The third pillar – social – is arguably the furthest behind the eight ball.
Oculus said last year that it was working on a successor to Facebook Spaces. Currently out in beta and scheduled to launch on a larger scale sometime in 2020, Horizon will task newcomers with creating an avatar to “express their individuality.” From there, you’ll be dropped into a “bustling town square” where you can meet and mingle with others or teleport to “new worlds filled with adventure and exploration.”
Using the World Builder, anyone will be able to create new worlds and activities, “from tropical hangout spots to interactive action arenas” where you can build, play or simply hang out. That all sounds a bit… exhausting, no?
Facebook Horizon feels more akin to experiences we already have. Online virtual world Second Life launched way back in 2003. Minecraft has supported VR since 2016. And most recently, Epic added a Party Royale mode to Fortnite that delivers a virtual playground loaded with all sorts of activities that actually look fun.
Even with better games and more impressive hardware, the sobering realization is that VR remains far from widespread adoption.
Even with better games and more impressive hardware, the sobering realization is that VR remains far from widespread adoption. Without a strong social presence, it’ll be that much harder for virtual reality to garner the mainstream traction needed to reach the masses and become a game-changing medium.
Facebook may have had a once-in-a-lifetime opportunity to capitalize on an unfortunate circumstance with the pandemic. Practicing social distancing with stay-at-home orders in place for two months now (and counting) would have given people the time, opportunity, and desire to connect with others through virtual reality. It could have supplemented human interaction at a unique time when we are being told to stay away from others.

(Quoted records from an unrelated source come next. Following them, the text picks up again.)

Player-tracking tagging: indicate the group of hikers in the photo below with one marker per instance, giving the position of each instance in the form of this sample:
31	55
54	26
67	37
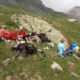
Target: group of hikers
21	35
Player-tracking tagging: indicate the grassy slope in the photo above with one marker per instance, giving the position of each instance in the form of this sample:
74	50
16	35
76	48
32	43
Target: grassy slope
36	66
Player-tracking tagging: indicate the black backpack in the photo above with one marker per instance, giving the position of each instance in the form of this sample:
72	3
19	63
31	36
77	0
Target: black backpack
43	37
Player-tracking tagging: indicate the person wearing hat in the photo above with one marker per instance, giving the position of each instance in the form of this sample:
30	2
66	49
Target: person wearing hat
5	34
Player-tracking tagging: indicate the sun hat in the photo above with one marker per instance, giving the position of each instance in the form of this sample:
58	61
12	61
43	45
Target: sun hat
3	26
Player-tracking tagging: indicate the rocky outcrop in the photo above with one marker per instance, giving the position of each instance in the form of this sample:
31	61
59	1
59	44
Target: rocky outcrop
41	26
75	12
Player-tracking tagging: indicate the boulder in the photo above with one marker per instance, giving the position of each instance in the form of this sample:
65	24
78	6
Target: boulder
40	26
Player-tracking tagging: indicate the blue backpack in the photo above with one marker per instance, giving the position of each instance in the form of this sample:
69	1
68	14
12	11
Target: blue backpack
73	45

Perhaps the situation hit us, but VR in general is simply not there yet.
You may argue Facebook has squandered a major opportunity. Much of Oculus’ original staff has departed over the past few years including co-founders Palmer Luckey and Brendan Iribe. Carmack also stepped down as CTO to focus on artificial intelligence.

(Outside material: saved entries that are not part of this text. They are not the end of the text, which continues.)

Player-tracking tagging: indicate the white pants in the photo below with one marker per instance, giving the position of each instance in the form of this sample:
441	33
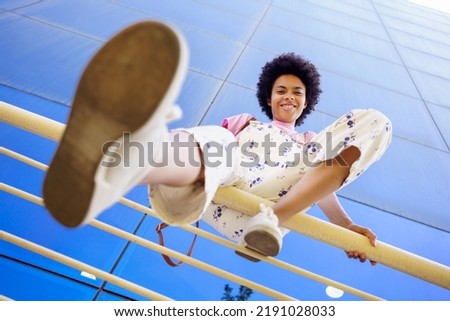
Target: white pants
266	162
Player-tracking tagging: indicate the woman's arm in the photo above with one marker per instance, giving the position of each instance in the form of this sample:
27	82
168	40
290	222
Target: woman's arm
333	209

Six years in, it’s clear Facebook is no closer to figuring out social VR than it was when it bought Oculus. Perhaps fortunately, Facebook doesn’t have a monopoly on social media and virtual reality. While the company is in the best position to explore social connectivity with VR, the market is wide open for anyone to swoop in and create a compelling experience. Things will eventually go back to normal but they’ll never be the same again.